Y es que, ¿quién no ha estudiado nunca a los romanos o no conoce la importancia de La Meca para el Islam? La respuesta a estas cuestiones está en la retina de miles de estudiantes y turistas que se animan a disfrutar del legado de las civilizaciones más importantes del mundo.

Ciudades de peregrinación turística

La Meca, la ciudad que vio nacer a Mahoma, profeta del Islam, es junto a Medina uno de los dos puntos claves del actual reino de Arabia Saudí. Sin embargo, su visita está estricta y exclusivamente reservada a los fieles musulmanes.

La peregrinación a las ciudades santas de La Meca (el "hajj") y Medina es, junto a la profesión de fe, la limosna, el rezo y el ayuno durante el mes sagrado de Ramadán, uno de los cinco mandamientos del Islam. Por ello, todo musulmán está obligado a realizarla al menos una vez en su vida, siempre que disponga de la salud y de los recursos económicos necesarios.

Así como La Meca y Medina son referentes para la cultura árabe, lo es Roma para la cristiana, por ser la metrópoli en tiempos de Cristo y el lugar donde se encuentra la Ciudad del Vaticano, sitio por excelencia de peregrinaje para la cristiandad, con permiso de Jerusalén, que comparte legado con judíos y musulmanes.

“LA PLAZA DE LA BASÍLICA DE SAN PEDRO RECIBE A MILES DE FELIGRESES Y VISITANTES QUE SE ACERCAN HASTA LA CIUDAD SANTA, RODEADA POR EL LEGADO ARQUITECTÓNICO DE LA ROMA ANTIGUA.”

La plaza de la Basílica de San Pedro recibe a miles de feligreses y de visitantes que se acercan hasta la Ciudad Santa, que se halla rodeada por el legado arquitectónico de la Roma Antigua, protegido como patrimonio de la humanidad.

El Coliseo, el Foro Romano y el Panteón de Agripa son fotografía obligada para los miles de turistas que se acercan a la capital italiana para conocer la importancia de una civilización que ha dejado profunda huella en los países mediterráneos.

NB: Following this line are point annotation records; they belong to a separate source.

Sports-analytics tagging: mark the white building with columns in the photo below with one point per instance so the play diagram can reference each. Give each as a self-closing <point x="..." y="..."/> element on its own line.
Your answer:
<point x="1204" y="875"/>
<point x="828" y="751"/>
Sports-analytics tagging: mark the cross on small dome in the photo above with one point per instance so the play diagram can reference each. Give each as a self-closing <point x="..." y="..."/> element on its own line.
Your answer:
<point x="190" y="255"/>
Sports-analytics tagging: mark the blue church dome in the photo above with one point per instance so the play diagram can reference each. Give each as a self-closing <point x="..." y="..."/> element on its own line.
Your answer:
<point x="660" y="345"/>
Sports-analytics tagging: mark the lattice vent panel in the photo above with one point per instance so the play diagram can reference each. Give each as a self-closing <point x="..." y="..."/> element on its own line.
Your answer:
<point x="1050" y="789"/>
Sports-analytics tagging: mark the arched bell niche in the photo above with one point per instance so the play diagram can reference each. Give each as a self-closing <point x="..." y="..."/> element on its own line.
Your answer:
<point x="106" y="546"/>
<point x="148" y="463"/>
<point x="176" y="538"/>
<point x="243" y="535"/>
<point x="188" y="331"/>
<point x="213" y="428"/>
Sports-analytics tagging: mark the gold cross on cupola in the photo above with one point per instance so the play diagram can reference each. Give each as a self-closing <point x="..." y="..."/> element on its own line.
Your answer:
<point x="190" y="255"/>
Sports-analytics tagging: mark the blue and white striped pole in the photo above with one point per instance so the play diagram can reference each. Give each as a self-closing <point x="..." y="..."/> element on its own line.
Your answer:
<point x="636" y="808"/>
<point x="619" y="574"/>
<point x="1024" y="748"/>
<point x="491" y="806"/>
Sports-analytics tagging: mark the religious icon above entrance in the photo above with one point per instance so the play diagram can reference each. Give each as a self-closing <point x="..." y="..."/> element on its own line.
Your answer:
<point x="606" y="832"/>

Un viaje a través del tiempo

Al otro lado del Atlántico, Cuzco, antigua capital del Imperio inca antes de la llegada de Colón a América Latina y actual capital histórica del Perú de nuestros días, permite un viaje al pasado gracias a la herencia que los incas dejaron en los Andes.

La ciudad es hoy puerta del santuario del Machu Picchu, dignificado como una de las siete maravillas del mundo moderno y uno de los principales motores económicos del país por la gran afluencia de turistas que buscan conocer la civilización precolombina.

Además, con más de 250 kilómetros de longitud, el Camino Inca hasta el santuario andino es elegido por los visitantes que desean llegar a pie a esta zona después de un periplo de varios días de caminata.

Babilonia no ha tenido la misma suerte y se encuentra en ruinas, pero eso no ha impedido que uno de sus símbolos, la Torre de Babel, haya sido inmortalizada hasta en la pintura, gracias a Pieter Brueghel el Viejo en 1563.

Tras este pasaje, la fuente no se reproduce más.